On Julia limiting directions in higher dimensions

TL;DR

This paper explores Julia limiting directions for transcendental quasiregular mappings in higher dimensions, providing conditions for all directions to be limiting and addressing the inverse problem in three dimensions.

Contribution

It introduces the first study of Julia limiting directions in higher dimensions and advances understanding of sectorial domains and their polynomial growth bounds.

Findings

Every direction can be a Julia limiting direction under certain conditions.

Sectorial domains in quasi-Fatou components imply polynomial growth bounds.
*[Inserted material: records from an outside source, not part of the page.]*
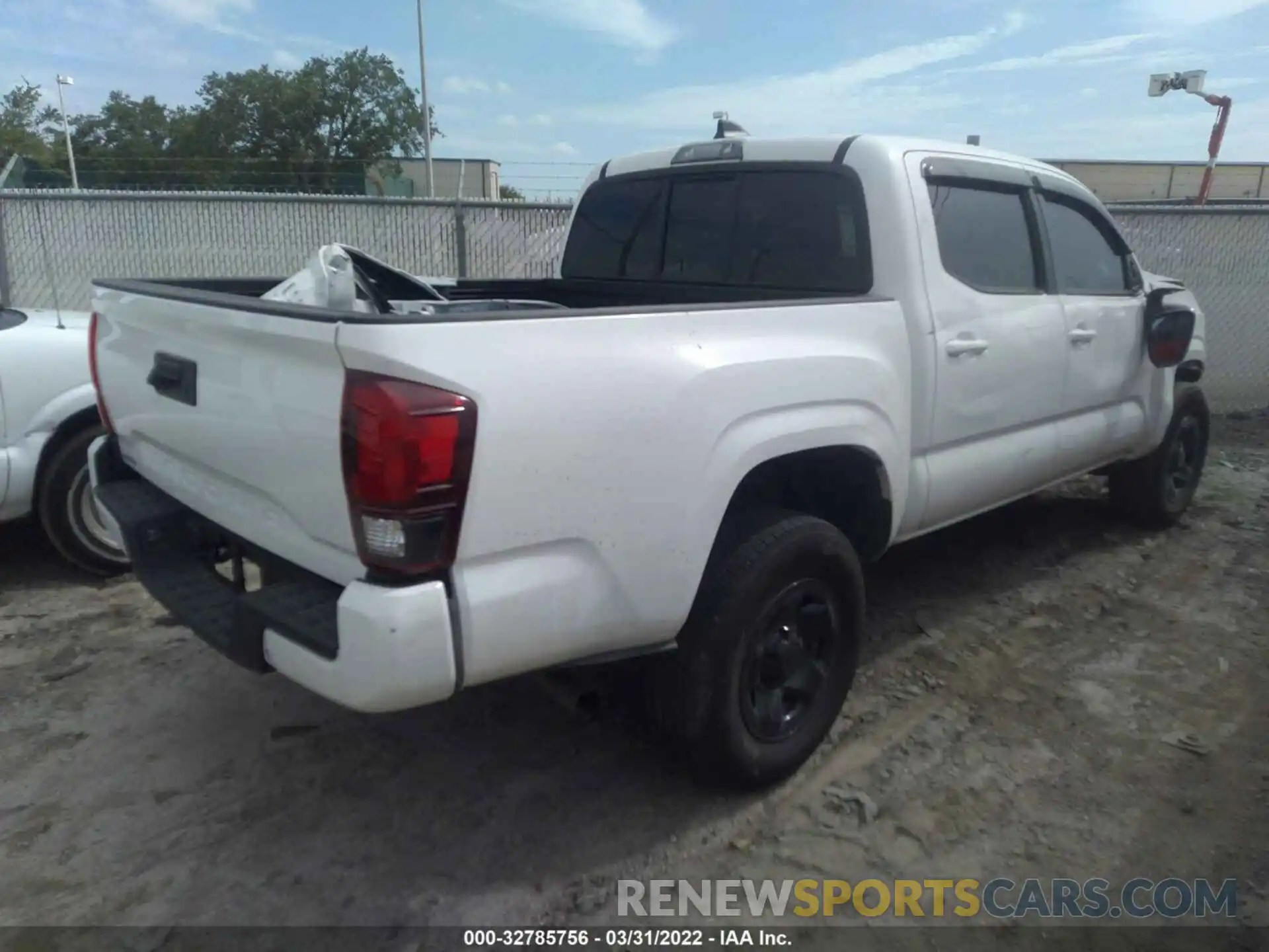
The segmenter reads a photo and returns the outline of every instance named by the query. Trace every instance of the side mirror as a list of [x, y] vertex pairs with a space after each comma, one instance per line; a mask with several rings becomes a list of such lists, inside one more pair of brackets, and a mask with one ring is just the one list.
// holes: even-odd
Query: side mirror
[[1146, 294], [1146, 330], [1154, 326], [1155, 320], [1164, 312], [1164, 298], [1169, 294], [1178, 294], [1185, 288], [1155, 288]]
[[1185, 359], [1194, 336], [1194, 312], [1188, 307], [1169, 307], [1146, 329], [1146, 353], [1155, 367], [1166, 369]]

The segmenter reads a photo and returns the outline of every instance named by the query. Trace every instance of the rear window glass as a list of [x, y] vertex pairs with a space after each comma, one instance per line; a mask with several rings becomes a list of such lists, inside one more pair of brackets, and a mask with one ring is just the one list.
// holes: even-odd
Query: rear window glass
[[577, 208], [561, 274], [863, 293], [863, 193], [853, 178], [807, 170], [599, 183]]
[[664, 182], [596, 185], [586, 192], [574, 216], [562, 273], [576, 278], [655, 278], [661, 268], [664, 235]]

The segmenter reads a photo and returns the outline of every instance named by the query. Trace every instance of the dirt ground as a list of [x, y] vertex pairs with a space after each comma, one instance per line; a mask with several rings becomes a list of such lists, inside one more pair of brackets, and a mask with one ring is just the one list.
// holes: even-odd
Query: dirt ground
[[586, 679], [353, 715], [8, 528], [0, 925], [598, 924], [619, 877], [905, 875], [1235, 877], [1269, 925], [1266, 532], [1258, 416], [1171, 532], [1085, 480], [896, 548], [832, 743], [735, 798]]

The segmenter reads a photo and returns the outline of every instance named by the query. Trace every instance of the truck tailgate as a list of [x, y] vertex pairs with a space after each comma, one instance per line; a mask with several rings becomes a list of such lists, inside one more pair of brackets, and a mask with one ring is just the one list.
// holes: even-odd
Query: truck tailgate
[[98, 378], [124, 461], [283, 559], [332, 581], [360, 578], [338, 324], [95, 293]]

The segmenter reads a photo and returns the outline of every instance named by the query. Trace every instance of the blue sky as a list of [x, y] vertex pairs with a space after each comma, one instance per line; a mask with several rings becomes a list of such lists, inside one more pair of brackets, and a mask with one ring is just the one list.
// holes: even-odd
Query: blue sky
[[[426, 0], [438, 156], [569, 193], [612, 155], [712, 132], [896, 132], [1046, 159], [1203, 159], [1214, 109], [1146, 96], [1207, 69], [1222, 159], [1269, 161], [1269, 0]], [[199, 77], [368, 46], [419, 79], [414, 0], [0, 0], [0, 83], [195, 99]]]

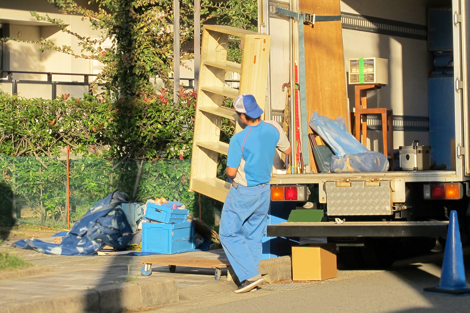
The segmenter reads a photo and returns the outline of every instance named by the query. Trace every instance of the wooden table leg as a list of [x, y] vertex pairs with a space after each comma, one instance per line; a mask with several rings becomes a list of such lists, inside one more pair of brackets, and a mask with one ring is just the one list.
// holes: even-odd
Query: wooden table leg
[[389, 136], [388, 141], [389, 146], [390, 147], [390, 156], [392, 159], [392, 164], [390, 164], [390, 170], [394, 171], [394, 157], [395, 154], [393, 151], [393, 114], [391, 113], [388, 116], [388, 132]]

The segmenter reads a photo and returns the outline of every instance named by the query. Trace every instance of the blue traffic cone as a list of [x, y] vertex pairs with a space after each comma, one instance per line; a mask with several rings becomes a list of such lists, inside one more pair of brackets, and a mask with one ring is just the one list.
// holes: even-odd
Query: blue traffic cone
[[455, 296], [470, 295], [470, 287], [465, 280], [459, 220], [455, 211], [450, 212], [440, 282], [435, 287], [424, 288], [424, 291]]

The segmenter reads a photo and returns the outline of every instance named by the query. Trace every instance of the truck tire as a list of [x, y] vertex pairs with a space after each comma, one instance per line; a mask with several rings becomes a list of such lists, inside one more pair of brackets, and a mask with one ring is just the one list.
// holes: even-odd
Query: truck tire
[[396, 243], [388, 239], [370, 238], [366, 240], [361, 250], [362, 257], [368, 268], [388, 268], [395, 262]]

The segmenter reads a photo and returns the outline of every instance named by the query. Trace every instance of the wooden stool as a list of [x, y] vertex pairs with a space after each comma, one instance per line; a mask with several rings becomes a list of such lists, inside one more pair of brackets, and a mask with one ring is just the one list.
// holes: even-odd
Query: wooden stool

Characterization of compact subsets of S^2 related to Julia limiting directions.

Abstract

In this paper we study, for the first time, Julia limiting directions of quasiregular mappings in $\mathbb{R}^n$ of transcendental-type. First, we give conditions under which every direction is a Julia limiting direction. Along the way, our methods show that if a quasi-Fatou component contains a sectorial domain, then there is a polynomial bound on the growth in the sector. Second, we give a contribution to the inverse problem in $\mathbb{R}^3$ of determining which compact subsets of $S^2$ can give rise to Julia limiting directions. The methods here will require showing that certain sectorial domains in $\mathbb{R}^3$ are ambient quasiballs, which is a contribution to the notoriously hard problem of determining which domains are the image of the unit ball $\mathbb{B}^3$ under an ambient quasiconformal map of $\mathbb{R}^3$ to itself.